Andrew Mitchell launched the two thoroughgoing reviews of the whole of DFID’s aid programme in June 2010. The Multilateral Aid Review (MAR), was to assess how well each of the thirty or so organisations funded by DFID spent the £3 billion or so they receive between them from DFID’s budget. The Bilateral Aid Review (BAR) was to look at the other half of the aid budget, the £3 billion spent in just under 100 countries, and again to assess how well each was performing.
This has been a flagship part of the new focus on results and value for money at DFID, and the results will set the framework for UK aid policy for several years to come.
Where will DFID’s money go?
This week it’s time for the drumroll as the results are released. These may not be too surprising as there’s already been some leaking of the findings. We hear from the press reports that aid to 16 countries will probably be cut. Some of these are middle income or fast growing countries – such as China (already announced in the summer), Vietnam, and Cambodia. Some people may be a little surprised to hear that DFID had programmes in Serbia, Russia or Moldova, and these are duly being cut.
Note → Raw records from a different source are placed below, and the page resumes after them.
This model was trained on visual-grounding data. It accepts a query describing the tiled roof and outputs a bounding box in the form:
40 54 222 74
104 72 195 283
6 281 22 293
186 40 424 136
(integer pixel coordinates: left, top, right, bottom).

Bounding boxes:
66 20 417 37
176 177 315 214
But some, such as Niger, Lesotho or Burundi, might raise eyebrows – all are very poor countries, and this summer Niger was in the grip of a famine that threatened tens of thousands of lives. The rationale seems to be that these were small or underperforming programmes where, the implication is, not much good was being done so cutting them will have little impact.
It’s also been rumoured that some UN agencies might be tightening their belts a little – the Food and Agriculture Organisation, for example, is rumoured to be off DFID’s list.
There’s good news for some. Aid to Yemen is set to double, and Somalia will see support from DFID triple. The World Food Programme is also rumoured to be seeing an increase. And Ethiopia, with a possible increase in its funding from the UK, may soon be DFID’s largest single recipient of aid, elbowing aside India where aid will continue but, we hear, will not increase.
How will DFID’s money be spent?
It’s not just where aid goes that will change. How it’s spent is set to see a big shake-up too. DFID will be testing out ‘cash-on-delivery’ aid, an idea which was enthusiastically endorsed in the Conservatives’ Green Paper on Development, released before the election, and which they now intend to put into practice. Cash on Delivery aid is paid only when certain results have been achieved – say, 20 dollars for each child who completes primary school. Even where Cash on Delivery is not implemented, governments will be required to set and monitor specific targets to be delivered using DFID’s funds.
Will the reviews help increase public support for aid?
The pre-launch publicity blitz reveals one key aim of the reviews – to calm down the sometimes quite vicious domestic debate about development aid. It’s hoped that by showing that the government is prepared to get tough with governments and organisations which aren’t delivering, the public will be more prepared to believe that those governments and organisations which are getting aid must, therefore, be delivering results.
But the government is not just asking people to take this on trust. A new Independent Commission for Aid Impact has been established and will report to the DFID Select Committee. The changes to how aid is delivered are also designed to make it much easier to point to particular children in school or particular women receiving assistance with childbirth and say that this is because of British aid. Again, the hope is that people will fall back in love with the aid programme once they are convinced of the good it does.
Is it all about the UK’s security interests?
No DFID document is complete without an assertion that aid is in the UK’s security interests as well as being a moral imperative. Some fear, that DFID’s ambition to end poverty will in the end be diluted by the government’s security aims. The leaks provide evidence for both sides: big increases of aid for Yemen and Somalia, but the cutting of the programme in Iraq. When we get the full results of the reviews, it’s what happens to aid to Afghanistan and Pakistan that will determine how this plays out over the next few years.
What does value for money mean?
Both reviews are predicated on the idea that one can define and measure value for money in development. Andrew Mitchell himself is fond of saying that the UK will get ‘100 pence of value for every hard-earned British taxpayer's pound we spend’. It would be a relief to many if the reviews were to define what the ‘value’ is that aid is seeking to achieve. And, despite the laudable intention to achieve the best results possible, how this will fit with a reality where risks have to be taken and where perceived failures may be a sign of healthy innovation rather than simply failure.